• 129
    2020-2021 sezonunda şu an açık ara şampiyonluğa yürümüyor olmamızın sebebidir. ben sağdan sola soldan sağa paslar görmek istemiyorum artık. hızlı, ani akınlar ve önde basan takım görmek istiyorum. bu yavaş pas futbolu yüzünden kaç maç kilidi açmakta zorlandık, rakibe pozisyon hatta gol verdik, kırmızı kartlar yedik paslaşırken kaptırılan toplar yüzünden.
    ez cümle ben bu terimball'u değil 96-2000 arası terim'in önderliğini yaptığı o baskılı, presli hızlı futbolu istiyorum.
  • 83
    tamamen bizim taraftarın uydurduğu oyundur. fatih terim'in geçmiş başarılarına saygı duyuyorum. ama bu dönem geldiğinden beri bir planı yok. 3.5 sene olmuş, top falan oynatmıyor.
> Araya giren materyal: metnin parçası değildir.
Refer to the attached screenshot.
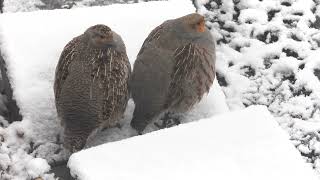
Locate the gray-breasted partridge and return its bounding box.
[54,25,131,152]
[130,13,215,132]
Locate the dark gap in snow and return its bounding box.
[256,30,279,44]
[204,1,212,11]
[313,68,320,81]
[268,9,280,21]
[213,0,222,7]
[217,36,229,45]
[36,0,80,10]
[290,33,302,41]
[290,87,312,96]
[16,130,24,139]
[282,48,301,60]
[0,52,22,123]
[310,16,320,29]
[216,72,228,87]
[51,163,77,180]
[281,1,291,6]
[0,0,3,13]
[311,5,317,14]
[221,26,236,32]
[292,11,303,16]
[232,5,240,21]
[245,19,255,24]
[233,45,242,52]
[281,73,297,84]
[300,149,318,164]
[241,66,256,77]
[299,63,305,70]
[263,54,280,69]
[283,19,299,28]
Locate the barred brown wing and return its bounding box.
[54,36,81,98]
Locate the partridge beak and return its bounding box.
[197,20,206,33]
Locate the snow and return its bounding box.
[68,106,317,180]
[198,0,320,172]
[27,158,50,178]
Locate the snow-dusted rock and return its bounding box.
[68,106,317,180]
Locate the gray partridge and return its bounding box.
[130,13,215,132]
[54,25,131,152]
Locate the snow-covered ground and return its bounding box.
[198,0,320,171]
[0,0,320,179]
[68,106,318,180]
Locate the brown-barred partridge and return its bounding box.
[54,25,131,152]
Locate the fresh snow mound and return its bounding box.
[68,106,317,180]
[27,158,50,178]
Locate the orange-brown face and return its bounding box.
[182,13,206,33]
[93,34,113,45]
[85,24,113,48]
[196,19,206,32]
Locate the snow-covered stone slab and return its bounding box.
[68,106,317,180]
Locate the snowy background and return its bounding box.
[0,0,320,179]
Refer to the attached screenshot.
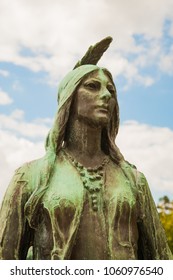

    lucescu ve hamza hamzaoğlu'nu sampiyonluga ragmen yolladı galatasaray. terim'in adı yetiyor ama hoca kendisine verilen krediyi cok fena harciyor. ben baskan olsam esasli bir hesaba cekerim hocayi artik. kadro ligin en iyisi. ezip gecmemiz gerek ama en azindan sacma sapan bir oyun izlemememiz lazim, abuk sabuk puanlar kaybetmememiz lazim. burada su olsa bu olsa demeyecegim, ama su kadro simdiye en az 7-8 puan fark atmis olmaliydi.
  • 15
    demekki öyle çok kariyerli oyuncular olmadan büyük bütçeli takım kurmadan da türkiye seviyesinde gayet yeterli bir takım olusturulabilirmiş. üzgünüm ama şu bir kaç haftalık performans bunu suratımıza bir tokat aşketmek vesilesiyle göstermiştir. bugün oynayamayan oyuncularımızın maliyeti ile oynayan oyuncularımızın ederi arasındaki farkı düşündükçe kederlere gark oluyorum.
  • 25
    beklerle karşı takım savunmasını olabildiğince genişletip, mümkün olduğunca çok adamı ceza sahasına sokuyoruz. akan oyunda bazen ceza sahasında 6 oyuncumuz bulunuyor. bu da bizi hücum varyasyonlarında çok çeşitli ve sanki öngörülemez bir yapıya büründüyor. izlemesi çok keyifli. tek sıkıntım kontralar. atak sonlandırmazsak başımıza dert açabilir.
  • 6
    fatih hoca'nın bence pep guardiola ve özellikle maurizio sarri'den esinlenip kafasında kurduğu oyun. şimdiye kadar üst seviyelerde oynatamasa da ocak 2020-mart 2020 arasında ligde başarıyla uygulamayı başardık bu oyunu. hocanın oynatmaya çalıştığı, bizim de (biraz da doğmamış çocuğa don biçerek) "terimball" şeklinde adlandırdığımız oyunun temel özelliklerine bakacak olursak;

    a) sahaya dizilişimiz 4-1-4-1 asimetrik. hocanın bizdeki 1. döneminden beri mükemmelleştirmeye çalıştığı bir diziliş. sözlüğümüzün değerli yazarlarından kaideyi taciz eden istisna (bkz: #2360690) entry'sinde detaylıca açıklıyor 4-1-4-1 asimetrik'i.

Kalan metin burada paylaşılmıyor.